The PMM Query Analytics feature allows the user to identify and drill in on the SQL queries that have performance issues.
For these SQL statements that are collected by PMM Query Analytics, are the parameter values stored?
E.g. For a SQL statement captured: [select * from tableA where creditCard=‘1234-5678-1234’;]
Is the creditcard value “1234-5678-1234” also captured by PMM’s internal database, and then also displayed on the PMM/Grafana Dashboard?
My objective is to understand, from security standpoint, whether sensitive database data included in SQL statements will be exposed in PMM database and dashboard.
Hi, if you dont want expose data it should be enough disable examples. Then we storing only fingerprint. You can do it by --disable-queryexamples in pmm-admin CLI, or by UI during adding service. Also please check you have latest version of PMM. Let me know if this solved your problem. In next versions of PMM there will be also available run explain without examples.

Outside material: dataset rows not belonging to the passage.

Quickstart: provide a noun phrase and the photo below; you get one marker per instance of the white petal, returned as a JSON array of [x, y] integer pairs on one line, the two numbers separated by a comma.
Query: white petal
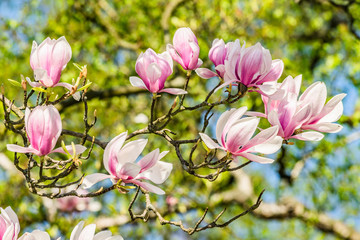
[[158, 173], [94, 178], [174, 91], [137, 82], [129, 169], [78, 148], [112, 148], [131, 151], [324, 127]]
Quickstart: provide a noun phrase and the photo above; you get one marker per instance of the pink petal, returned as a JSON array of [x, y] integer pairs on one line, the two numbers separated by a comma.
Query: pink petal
[[315, 95], [94, 178], [332, 110], [273, 119], [78, 148], [137, 82], [255, 114], [149, 160], [229, 120], [153, 73], [251, 63], [129, 169], [168, 58], [158, 173], [19, 149], [131, 151], [265, 142], [324, 127], [309, 136], [175, 56], [205, 73], [256, 158], [70, 87], [274, 74], [33, 84], [208, 141], [110, 160], [239, 134], [174, 91], [149, 187]]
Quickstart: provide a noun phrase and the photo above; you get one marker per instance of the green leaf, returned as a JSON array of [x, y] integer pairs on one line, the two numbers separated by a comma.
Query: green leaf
[[15, 83], [85, 87]]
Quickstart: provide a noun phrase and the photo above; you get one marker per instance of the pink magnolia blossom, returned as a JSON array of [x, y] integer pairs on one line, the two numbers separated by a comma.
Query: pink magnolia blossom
[[253, 67], [43, 127], [185, 49], [234, 135], [48, 60], [36, 235], [9, 224], [153, 70], [307, 113], [88, 233], [120, 163], [218, 54]]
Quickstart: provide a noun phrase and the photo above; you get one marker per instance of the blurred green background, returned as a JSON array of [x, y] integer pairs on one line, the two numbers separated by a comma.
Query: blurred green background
[[313, 185]]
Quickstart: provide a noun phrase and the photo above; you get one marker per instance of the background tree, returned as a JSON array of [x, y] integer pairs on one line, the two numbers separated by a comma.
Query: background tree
[[311, 189]]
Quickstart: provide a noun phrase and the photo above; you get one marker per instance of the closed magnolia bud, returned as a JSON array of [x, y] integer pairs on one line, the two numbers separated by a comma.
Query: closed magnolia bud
[[185, 49], [153, 70]]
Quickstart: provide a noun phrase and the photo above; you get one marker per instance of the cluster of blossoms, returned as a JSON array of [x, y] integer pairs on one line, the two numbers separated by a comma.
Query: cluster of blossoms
[[43, 124], [252, 68], [10, 229]]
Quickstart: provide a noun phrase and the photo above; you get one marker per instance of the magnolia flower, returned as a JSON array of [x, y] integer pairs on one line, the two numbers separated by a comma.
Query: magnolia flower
[[120, 163], [185, 49], [234, 136], [218, 53], [43, 128], [36, 235], [292, 116], [253, 67], [153, 70], [9, 224], [48, 60], [88, 233]]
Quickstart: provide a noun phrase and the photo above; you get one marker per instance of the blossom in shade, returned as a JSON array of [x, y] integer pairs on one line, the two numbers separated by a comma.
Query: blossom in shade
[[43, 127], [253, 67], [185, 49], [293, 115], [120, 162], [48, 60], [9, 224], [218, 54], [36, 235], [153, 70], [234, 135], [88, 233]]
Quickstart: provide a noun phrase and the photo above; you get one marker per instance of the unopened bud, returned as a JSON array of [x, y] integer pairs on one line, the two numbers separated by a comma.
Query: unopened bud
[[23, 82]]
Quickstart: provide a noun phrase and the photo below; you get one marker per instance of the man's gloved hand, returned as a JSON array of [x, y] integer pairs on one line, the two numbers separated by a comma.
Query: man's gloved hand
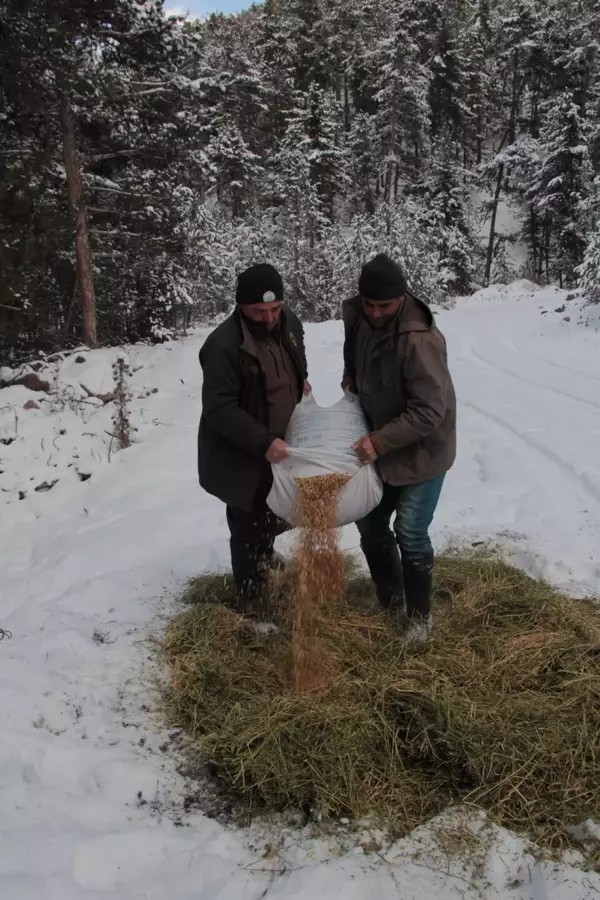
[[278, 451], [365, 450]]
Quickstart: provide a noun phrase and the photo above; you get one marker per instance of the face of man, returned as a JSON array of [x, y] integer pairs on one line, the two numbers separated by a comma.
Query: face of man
[[264, 316], [379, 313]]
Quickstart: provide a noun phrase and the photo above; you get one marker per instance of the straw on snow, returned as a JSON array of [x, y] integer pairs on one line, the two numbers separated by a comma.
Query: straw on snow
[[500, 710]]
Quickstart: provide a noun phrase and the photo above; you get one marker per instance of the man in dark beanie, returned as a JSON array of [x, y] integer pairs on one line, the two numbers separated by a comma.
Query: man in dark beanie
[[255, 373], [396, 361]]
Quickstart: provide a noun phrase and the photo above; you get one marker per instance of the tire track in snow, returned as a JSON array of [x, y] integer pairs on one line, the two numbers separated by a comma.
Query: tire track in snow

Ideally, also, you would encrypt such sensitive information before transmitting to the backend database and store it in encrypted form. This way, even PMM would not be able to see the PCI/PII data.
I would like to seek your help on a few follow-up queries below regarding Sensitive Data Protection using “disable –queryexamples”:
1.1) I saw that we can “SET pg_stat_monitor.pgsm_normalized_query = true” to avoid disclosing the actual values of parameters in the WHERE clause. Also, we can set “disable --queryexamples” to prevent display of actual parameter values of each query on the QAN dashboard.
To confirm, do these controls apply to all query statements including SELECT, INSERT, UPDATE, DELETE?
And are these query statements data stored in the ClickHouse DB or VictoriaMetrics DB?
1.2) Do the above two configurations (i.e. SET pg_stat_monitor.pgsm_normalized_query = true and disable –queryexamples) apply only if “pg_stat_monitor” extension is installed?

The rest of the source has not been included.